Question

The circumcentre of a triangle lies at the origin and it’s centroid is the midpoint of the line segment joining the points $\left( {{a}^{2}}+1,{{a}^{2}}+1 \right)$ and $\left( 2a,-2a \right)$,$a\ne 0$ . Then for any a, the orthocenter of this triangle lies on the line:

A) \[y-2ax=0\]
B) $y\left( {{a}^{2}}+1 \right)-x=0$
C) \[y+x\text{ }=0\]
D) \[{{\left( a-1 \right)}^{2}}x-{{\left( a+1 \right)}^{2}}y\text{ }=0\]

Answer 1

Hint: We know that circumcentre is the intersection point of all the perpendicular bisectors and centroid is intersection point of all the medians of the given triangle and orthocenter is the intersection of all angular bisectors of the given triangle. These points i.e. circumcentre, centroid and orthocenter are always collinear.

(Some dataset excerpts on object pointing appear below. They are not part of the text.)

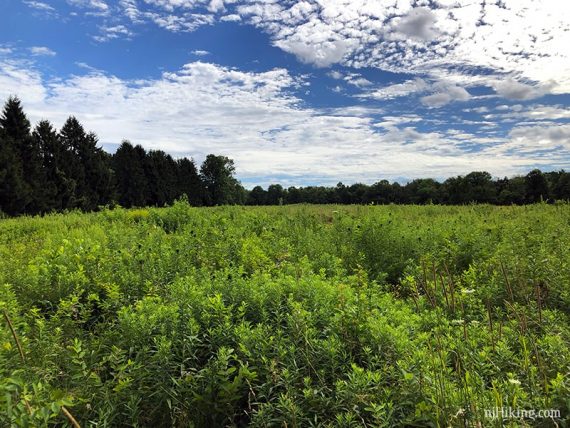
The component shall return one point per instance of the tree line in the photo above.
(44, 170)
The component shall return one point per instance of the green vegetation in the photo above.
(286, 316)
(43, 171)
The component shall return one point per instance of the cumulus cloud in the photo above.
(199, 52)
(514, 90)
(419, 23)
(539, 137)
(112, 32)
(399, 90)
(254, 118)
(38, 5)
(41, 51)
(445, 95)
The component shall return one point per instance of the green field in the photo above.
(291, 316)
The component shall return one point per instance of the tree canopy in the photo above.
(44, 170)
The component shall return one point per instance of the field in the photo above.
(291, 316)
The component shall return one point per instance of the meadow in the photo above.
(293, 316)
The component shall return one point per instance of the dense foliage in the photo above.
(285, 316)
(42, 170)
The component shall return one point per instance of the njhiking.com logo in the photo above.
(516, 413)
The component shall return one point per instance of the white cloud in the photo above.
(419, 24)
(231, 18)
(254, 119)
(41, 51)
(98, 5)
(38, 5)
(399, 90)
(445, 95)
(514, 90)
(198, 52)
(112, 32)
(532, 138)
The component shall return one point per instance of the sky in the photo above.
(306, 92)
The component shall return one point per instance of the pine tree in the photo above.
(129, 174)
(58, 187)
(15, 192)
(189, 182)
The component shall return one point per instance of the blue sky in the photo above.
(304, 92)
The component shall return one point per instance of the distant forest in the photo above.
(43, 170)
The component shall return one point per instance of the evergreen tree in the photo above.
(130, 178)
(189, 182)
(160, 170)
(14, 192)
(536, 186)
(16, 127)
(87, 165)
(221, 187)
(14, 121)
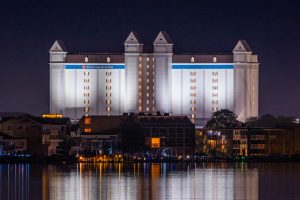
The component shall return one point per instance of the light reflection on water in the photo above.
(148, 181)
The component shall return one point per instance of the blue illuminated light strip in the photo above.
(95, 66)
(202, 66)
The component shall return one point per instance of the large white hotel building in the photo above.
(157, 80)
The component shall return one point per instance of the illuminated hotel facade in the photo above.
(140, 80)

Complete step by step answer:
Given that the circumcentre(C) of triangle XYZ is origin which implies C = (0,0)
Also Given that the centroid (G) is the midpoint of the line segment joining the points E$\left( {{a}^{2}}+1,{{a}^{2}}+1 \right)$and F$\left( 2a,-2a \right)$ as shown in the diagram.

We know that midpoint of any two points(a,b) and (c,d) is ($\dfrac{a+c}{2},\dfrac{b+d}{2}$ )
which implies the centroid (G) = ($\dfrac{{{a}^{2}}+1+2a}{2},\dfrac{{{a}^{2}}+1-2a}{2}$) = ($\dfrac{{{(a+1)}^{2}}}{2},\dfrac{{{(a-1)}^{2}}}{2}$ )
[We already know that \[{{(a\pm b)}^{2}}=\text{ }{{a}^{2}}+{{b}^{2}}\pm 2ab\] ]
As we know that centroid , circumcentre , orthocenter are collinear , we can find the line that passes through these three points even when we know any of these two points.
So, now we will find the line passing through G and C so that the orthocenter lies on it.
We know that the equation of line that passes through (a,b) and (c,d) is
$\dfrac{y-b}{x-a}=\dfrac{d-b}{c-a}$
which implies the line passing through G ($\dfrac{{{(a+1)}^{2}}}{2},\dfrac{{{(a-1)}^{2}}}{2}$ ) and C(0,0) will be
$\dfrac{y-0}{x-0}=\dfrac{{{(a-1)}^{2}}/2-0}{{{(a+1)}^{2}}/2-0}$ ;
Which implies $\dfrac{y}{x}=\dfrac{{{(a-1)}^{2}}}{{{(a+1)}^{2}}}$;
Which implies \[{{\left( a+1 \right)}^{2}}y\text{ }=\text{ }{{\left( a-1 \right)}^{2}}x\] ;
That is also equal to \[{{\left( a-1 \right)}^{2}}x-{{\left( a+1 \right)}^{2}}y\text{ }=0\]

Therefore the orthocenter of this triangle lies on the line \[{{\left( a-1 \right)}^{2}}x-{{\left( a+1 \right)}^{2}}y\text{ }=0\]

So, the correct answer is “Option D”.

Note:
Go through the properties of all the circles and centres corresponding to the triangle that is orthocenter , centroid, circumcenter , incenter and find the ratios through which one center cuts the other .Also check the collinearities between them. Do not draw the graph whenever you see a question related to these centers. First read the total question and then solve the problem.